That means it's not a choice at all.

It is not fair to assume a low income parent wants government care. Many prefer relative care, or other kinds of care--appreciating the family connections more than government funding.

Poor quality

Claims of a perfect system for every child aside--a monopoly is a monopoly. For example, telecommunications companies offer one kind of service and if you want something different, you need to choose a competitor.

If only the government is allowed to provide daycare, it will all be government care, to state the obvious. In short, there is no way to avoid the one-size-fits-all system, which can't possibly suit all families, or all children.

Once the family budget depends on "free" care, when a child comes along with special needs that are not met by your average daycare, parents are nevertheless stuck with that option. Unfortunately, giving childcare over to government means we create a monopoly -- one that's not able to adapt to the needs of individual families or children, and has no incentive to do so.

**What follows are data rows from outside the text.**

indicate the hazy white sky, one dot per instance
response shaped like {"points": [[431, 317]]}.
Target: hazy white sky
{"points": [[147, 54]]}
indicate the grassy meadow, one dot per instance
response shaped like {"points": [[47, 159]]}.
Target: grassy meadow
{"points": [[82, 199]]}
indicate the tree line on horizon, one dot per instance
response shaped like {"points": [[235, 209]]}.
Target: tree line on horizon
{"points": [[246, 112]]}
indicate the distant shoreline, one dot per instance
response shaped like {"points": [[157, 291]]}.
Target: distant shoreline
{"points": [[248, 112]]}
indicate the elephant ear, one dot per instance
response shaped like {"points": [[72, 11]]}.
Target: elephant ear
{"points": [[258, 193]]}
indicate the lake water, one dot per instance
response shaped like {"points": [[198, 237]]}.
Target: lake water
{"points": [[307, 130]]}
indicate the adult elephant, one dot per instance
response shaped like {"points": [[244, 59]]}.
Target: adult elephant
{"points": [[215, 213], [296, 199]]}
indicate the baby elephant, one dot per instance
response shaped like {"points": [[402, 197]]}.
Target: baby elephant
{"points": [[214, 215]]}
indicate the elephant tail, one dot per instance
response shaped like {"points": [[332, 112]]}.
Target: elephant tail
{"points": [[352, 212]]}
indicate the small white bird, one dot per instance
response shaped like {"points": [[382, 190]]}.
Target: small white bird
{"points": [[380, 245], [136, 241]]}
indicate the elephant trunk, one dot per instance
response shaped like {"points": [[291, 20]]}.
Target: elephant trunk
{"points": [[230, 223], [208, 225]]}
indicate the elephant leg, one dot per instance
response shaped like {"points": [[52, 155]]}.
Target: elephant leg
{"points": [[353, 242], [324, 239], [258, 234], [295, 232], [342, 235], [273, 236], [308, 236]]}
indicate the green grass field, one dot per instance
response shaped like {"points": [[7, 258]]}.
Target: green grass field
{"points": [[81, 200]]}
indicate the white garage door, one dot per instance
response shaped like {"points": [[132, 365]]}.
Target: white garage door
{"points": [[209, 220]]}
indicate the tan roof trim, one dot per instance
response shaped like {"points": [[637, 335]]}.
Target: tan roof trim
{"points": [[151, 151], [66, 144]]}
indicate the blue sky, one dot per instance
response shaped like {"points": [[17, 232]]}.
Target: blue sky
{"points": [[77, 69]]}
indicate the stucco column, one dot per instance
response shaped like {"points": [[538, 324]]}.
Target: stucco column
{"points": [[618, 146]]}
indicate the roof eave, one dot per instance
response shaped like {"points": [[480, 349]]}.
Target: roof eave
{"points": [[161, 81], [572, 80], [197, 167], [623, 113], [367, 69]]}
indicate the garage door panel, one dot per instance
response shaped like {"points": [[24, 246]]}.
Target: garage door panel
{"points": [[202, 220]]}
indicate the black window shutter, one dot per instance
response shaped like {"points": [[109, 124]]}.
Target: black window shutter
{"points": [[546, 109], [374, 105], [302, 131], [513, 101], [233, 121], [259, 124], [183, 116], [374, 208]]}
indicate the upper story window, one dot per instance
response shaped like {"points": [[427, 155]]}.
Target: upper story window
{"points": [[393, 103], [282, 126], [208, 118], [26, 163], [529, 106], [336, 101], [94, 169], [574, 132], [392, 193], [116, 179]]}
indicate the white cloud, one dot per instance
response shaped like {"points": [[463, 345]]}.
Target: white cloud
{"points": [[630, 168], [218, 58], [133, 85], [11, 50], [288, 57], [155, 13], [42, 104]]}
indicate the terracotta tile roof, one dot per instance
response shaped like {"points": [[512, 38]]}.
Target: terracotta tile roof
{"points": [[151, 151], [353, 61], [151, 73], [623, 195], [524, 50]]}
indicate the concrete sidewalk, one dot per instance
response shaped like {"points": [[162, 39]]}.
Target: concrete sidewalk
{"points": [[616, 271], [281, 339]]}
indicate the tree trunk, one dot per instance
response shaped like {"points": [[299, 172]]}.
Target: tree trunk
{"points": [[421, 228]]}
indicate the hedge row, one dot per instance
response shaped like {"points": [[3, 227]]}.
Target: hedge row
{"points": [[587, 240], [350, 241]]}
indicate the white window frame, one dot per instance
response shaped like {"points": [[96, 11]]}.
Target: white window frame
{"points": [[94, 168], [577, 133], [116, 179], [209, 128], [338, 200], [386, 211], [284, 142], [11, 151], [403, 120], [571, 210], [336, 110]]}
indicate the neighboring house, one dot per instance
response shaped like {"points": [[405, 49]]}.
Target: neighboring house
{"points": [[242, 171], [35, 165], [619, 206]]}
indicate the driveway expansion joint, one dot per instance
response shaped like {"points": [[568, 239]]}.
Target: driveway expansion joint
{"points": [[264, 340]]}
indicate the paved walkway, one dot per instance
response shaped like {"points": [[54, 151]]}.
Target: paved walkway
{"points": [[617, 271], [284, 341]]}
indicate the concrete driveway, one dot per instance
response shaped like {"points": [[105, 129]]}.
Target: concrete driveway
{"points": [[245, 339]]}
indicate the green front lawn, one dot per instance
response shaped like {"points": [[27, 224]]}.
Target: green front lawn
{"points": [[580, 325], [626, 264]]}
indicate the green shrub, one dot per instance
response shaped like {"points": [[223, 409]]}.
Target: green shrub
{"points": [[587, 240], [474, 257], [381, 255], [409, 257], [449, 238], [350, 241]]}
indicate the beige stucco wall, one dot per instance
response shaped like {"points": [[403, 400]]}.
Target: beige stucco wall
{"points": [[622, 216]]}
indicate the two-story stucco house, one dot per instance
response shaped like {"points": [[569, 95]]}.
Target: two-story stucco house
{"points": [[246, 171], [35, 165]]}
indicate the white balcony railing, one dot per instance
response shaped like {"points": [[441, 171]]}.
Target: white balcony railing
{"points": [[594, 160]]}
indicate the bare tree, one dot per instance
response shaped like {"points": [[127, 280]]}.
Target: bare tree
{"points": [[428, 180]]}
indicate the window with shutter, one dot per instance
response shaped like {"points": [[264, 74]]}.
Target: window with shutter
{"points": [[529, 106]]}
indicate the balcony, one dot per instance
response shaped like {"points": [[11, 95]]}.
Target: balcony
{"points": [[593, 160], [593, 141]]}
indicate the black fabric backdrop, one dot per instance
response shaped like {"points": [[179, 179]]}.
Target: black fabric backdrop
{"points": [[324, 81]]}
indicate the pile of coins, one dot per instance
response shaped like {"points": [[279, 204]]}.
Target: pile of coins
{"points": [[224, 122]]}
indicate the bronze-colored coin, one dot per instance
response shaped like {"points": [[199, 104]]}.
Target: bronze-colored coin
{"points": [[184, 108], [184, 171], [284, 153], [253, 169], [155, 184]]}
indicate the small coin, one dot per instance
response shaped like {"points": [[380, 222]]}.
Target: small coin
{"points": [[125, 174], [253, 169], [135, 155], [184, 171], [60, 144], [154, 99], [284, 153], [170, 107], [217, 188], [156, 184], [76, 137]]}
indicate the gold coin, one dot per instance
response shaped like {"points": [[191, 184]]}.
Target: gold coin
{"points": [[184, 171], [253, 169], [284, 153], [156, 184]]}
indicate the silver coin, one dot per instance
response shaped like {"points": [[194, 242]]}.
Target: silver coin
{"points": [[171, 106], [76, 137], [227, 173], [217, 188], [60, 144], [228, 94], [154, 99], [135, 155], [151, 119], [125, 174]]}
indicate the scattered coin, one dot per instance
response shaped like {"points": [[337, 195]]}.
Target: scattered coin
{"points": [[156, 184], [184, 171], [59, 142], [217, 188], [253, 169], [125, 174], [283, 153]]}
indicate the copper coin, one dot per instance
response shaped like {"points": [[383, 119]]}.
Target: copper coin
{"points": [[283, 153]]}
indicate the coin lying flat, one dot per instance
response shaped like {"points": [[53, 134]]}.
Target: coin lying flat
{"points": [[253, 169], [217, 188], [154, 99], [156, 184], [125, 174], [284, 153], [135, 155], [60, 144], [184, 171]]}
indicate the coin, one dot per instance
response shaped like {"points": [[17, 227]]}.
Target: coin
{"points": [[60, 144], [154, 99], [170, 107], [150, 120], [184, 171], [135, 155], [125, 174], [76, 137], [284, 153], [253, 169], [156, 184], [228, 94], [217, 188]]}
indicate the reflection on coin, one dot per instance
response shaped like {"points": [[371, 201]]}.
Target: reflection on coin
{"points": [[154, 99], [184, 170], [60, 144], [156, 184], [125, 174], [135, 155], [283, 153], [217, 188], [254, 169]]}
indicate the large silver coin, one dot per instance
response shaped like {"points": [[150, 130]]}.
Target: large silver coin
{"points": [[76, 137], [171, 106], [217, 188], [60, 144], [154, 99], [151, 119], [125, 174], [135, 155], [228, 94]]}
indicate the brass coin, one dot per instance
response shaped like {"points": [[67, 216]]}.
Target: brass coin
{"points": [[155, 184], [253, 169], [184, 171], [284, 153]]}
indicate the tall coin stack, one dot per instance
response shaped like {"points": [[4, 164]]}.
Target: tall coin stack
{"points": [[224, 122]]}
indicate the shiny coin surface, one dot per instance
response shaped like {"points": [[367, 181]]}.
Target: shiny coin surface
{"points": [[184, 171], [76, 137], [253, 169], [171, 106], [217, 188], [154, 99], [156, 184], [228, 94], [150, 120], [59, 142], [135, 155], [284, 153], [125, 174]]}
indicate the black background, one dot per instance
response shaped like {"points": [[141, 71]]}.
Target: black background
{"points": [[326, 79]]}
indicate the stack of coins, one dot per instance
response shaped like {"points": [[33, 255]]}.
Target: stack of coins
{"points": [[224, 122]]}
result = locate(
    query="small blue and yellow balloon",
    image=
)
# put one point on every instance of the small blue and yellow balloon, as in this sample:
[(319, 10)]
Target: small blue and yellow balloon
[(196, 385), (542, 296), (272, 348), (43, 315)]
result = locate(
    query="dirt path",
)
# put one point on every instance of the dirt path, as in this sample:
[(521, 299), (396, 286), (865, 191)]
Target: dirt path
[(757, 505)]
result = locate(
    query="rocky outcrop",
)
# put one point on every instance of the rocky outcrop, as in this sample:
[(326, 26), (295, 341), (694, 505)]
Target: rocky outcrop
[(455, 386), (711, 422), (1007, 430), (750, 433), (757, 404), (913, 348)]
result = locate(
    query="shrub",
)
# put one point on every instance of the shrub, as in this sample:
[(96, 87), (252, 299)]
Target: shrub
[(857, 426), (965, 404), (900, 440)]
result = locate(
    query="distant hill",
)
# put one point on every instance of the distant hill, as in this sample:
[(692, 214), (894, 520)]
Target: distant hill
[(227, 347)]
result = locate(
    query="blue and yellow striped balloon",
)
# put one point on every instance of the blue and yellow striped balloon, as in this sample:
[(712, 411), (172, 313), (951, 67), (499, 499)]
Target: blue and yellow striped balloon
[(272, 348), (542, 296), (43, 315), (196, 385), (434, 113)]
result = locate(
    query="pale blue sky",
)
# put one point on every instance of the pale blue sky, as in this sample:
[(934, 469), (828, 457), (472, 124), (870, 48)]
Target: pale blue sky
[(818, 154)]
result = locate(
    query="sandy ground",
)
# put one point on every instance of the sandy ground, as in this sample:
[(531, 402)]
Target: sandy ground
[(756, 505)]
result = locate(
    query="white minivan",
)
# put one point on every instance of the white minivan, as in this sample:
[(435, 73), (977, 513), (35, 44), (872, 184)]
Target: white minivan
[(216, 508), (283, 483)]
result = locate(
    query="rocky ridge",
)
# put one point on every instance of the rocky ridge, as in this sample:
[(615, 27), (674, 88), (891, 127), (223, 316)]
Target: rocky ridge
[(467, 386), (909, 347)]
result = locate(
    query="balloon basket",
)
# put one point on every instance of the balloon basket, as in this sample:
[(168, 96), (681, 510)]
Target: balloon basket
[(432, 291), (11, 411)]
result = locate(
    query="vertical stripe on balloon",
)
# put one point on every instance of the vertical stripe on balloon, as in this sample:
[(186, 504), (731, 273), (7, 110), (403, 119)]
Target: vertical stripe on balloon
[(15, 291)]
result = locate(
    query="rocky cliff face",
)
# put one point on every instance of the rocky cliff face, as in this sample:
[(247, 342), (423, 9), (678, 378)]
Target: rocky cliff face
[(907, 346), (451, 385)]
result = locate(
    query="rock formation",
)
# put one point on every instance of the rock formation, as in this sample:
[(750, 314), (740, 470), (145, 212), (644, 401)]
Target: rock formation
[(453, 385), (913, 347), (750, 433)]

Putting children in low-cost care is a course that is easy to dive into, but hard to reverse when it's not working.

A worthy discussion

At this point, I was ready to call it quits, while she, the fitter Canadian of Eastern European extraction, jogged on. I didn't sense any hard feelings. We shall jog again regardless of opinions on daycare funding.

Yet I realized this kind of conversation is rare. The childcare issue tends to bring out moments of aggressive and illogical emotion. Thankfully, my running partner never suggested that I actually harbour anti-woman sentiments, or any such nonsense of the variety politicians bandy about with regularity. She simply asked reasonable questions.

Ironically, in a world increasingly fixated on diversity, we shy away from diverse discussions. A fear of offending keeps all but the boldest of us from engaging in well-meaning conversations to learn.

We might ask ourselves why this is the case. It shouldn't only be opposite Poles (or should I say Polar opposites?) who get to have all the fun.